In Sir Richard Burton's translation of The Nights, Scheherazade was described in this way:
Against her father's wishes, Scheherazade volunteered to spend one night with the King. Once in the King's chambers, Scheherazade asked if she might bid one last farewell to her beloved sister, Dinazade, who had secretly been prepared to ask Scheherazade to tell a story during the long night. The King lay awake and listened with awe as Scheherazade told her first story. The night passed by, and Scheherazade stopped in the middle of the story. The King asked her to finish, but Scheherazade said there was not time, as dawn was breaking. So, the King spared her life for one day to finish the story the next night. So the next night, Scheherazade finished the story, and then began a second, even more exciting tale which she again stopped halfway through, at dawn. So the King again spared her life for one day to finish the second story.
And so the King kept Scheherazade alive day by day, as he eagerly anticipated the finishing of last night's story. At the end of one thousand and one nights, and one thousand stories, Scheherazade told the King that she had no more tales to tell him. During these one thousand and one nights, the King had fallen in love with Scheherazade, and had had three sons with her. So, having been made a wiser and kinder man by Scheherazade and her tales, he spared her life, and made her his Queen.
The earliest forms of Scheherazade's name include Šīrāzād (شيرازاد) in Masudi and Šahrāzād (شهرازاد) in Ibn al-Nadim, the latter meaning "she whose realm or dominion (شهر šahr) is noble (آزاد āzād)". In explaining his spelling choice for the name Burton says, "Shahrázád (Persian) = City-freer; in the older version Scheherazade (probably both from شیرزاد Shirzád = 'lion-born'). Dunyázá = 'world-freer'. The Bres[lau] Edit[ion] corrupts the former to Shárzád or Sháhrazád; and the Mac[naghten] and Calc[utta] to Shahrzád or Shehrzád.
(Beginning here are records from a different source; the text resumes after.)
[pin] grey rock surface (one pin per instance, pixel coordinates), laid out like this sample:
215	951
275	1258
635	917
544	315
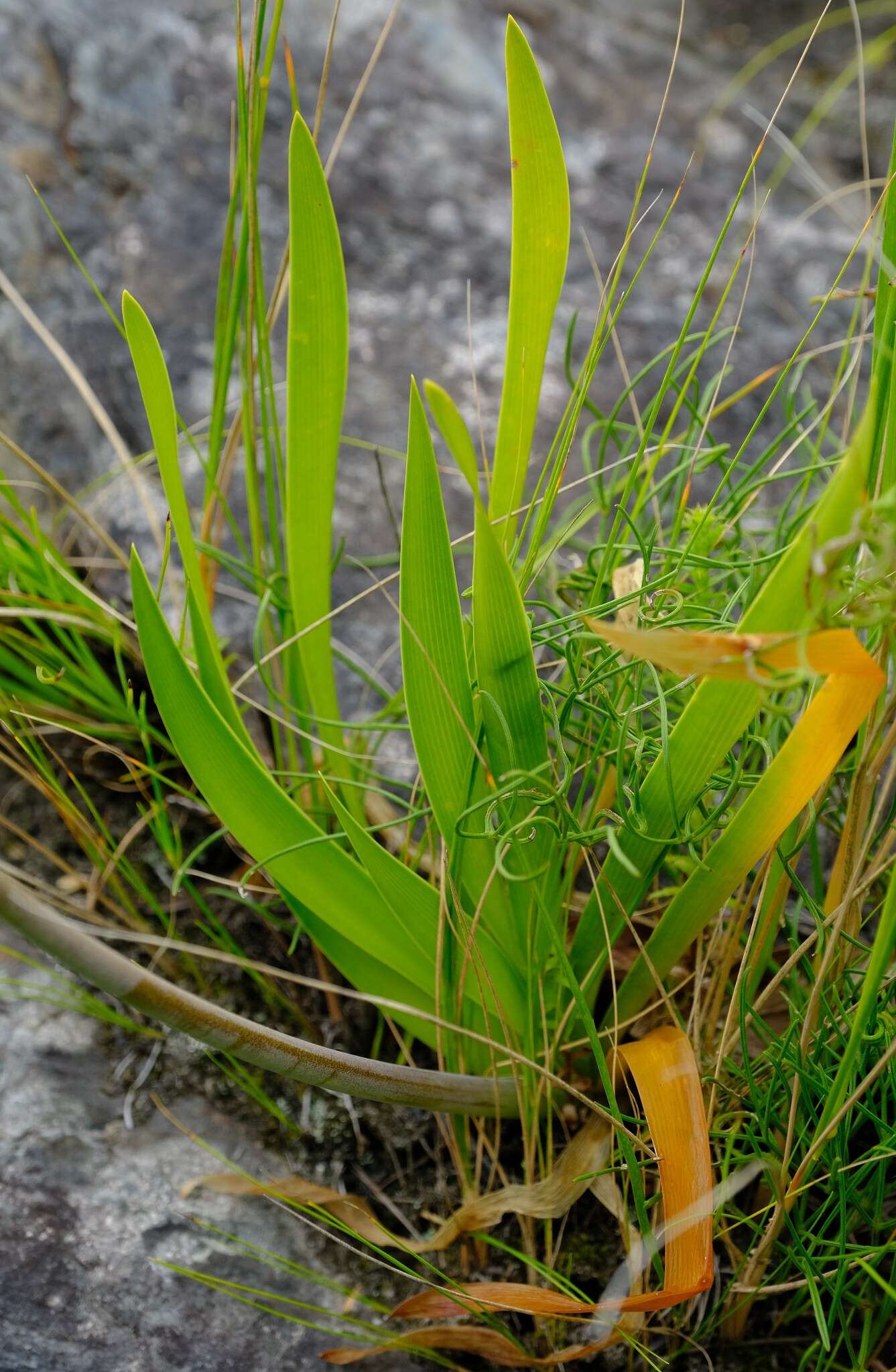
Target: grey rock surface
90	1178
119	110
People have ventured to restore the name as it should be."[1] Having introduced the name, Burton does not continue to use the diacritics on the name.
The nucleus of these stories is formed by an old Persian book called Hezar-afsana or the "Thousand Myths" (Persian: هزارافسانه or هزارافسان).
Scheherazade was identified, confused with, or partly derived from the legendary queen Homāy (همای), daughter of Bahman, who has the epithet Čehrzād (چهرزاد) or Čehrāzād (چهرازاد) "she whose appearance is noble". Harun al-Rashid's mother, Al-Khayzuran, is also said to have influenced the character of Scheherazade.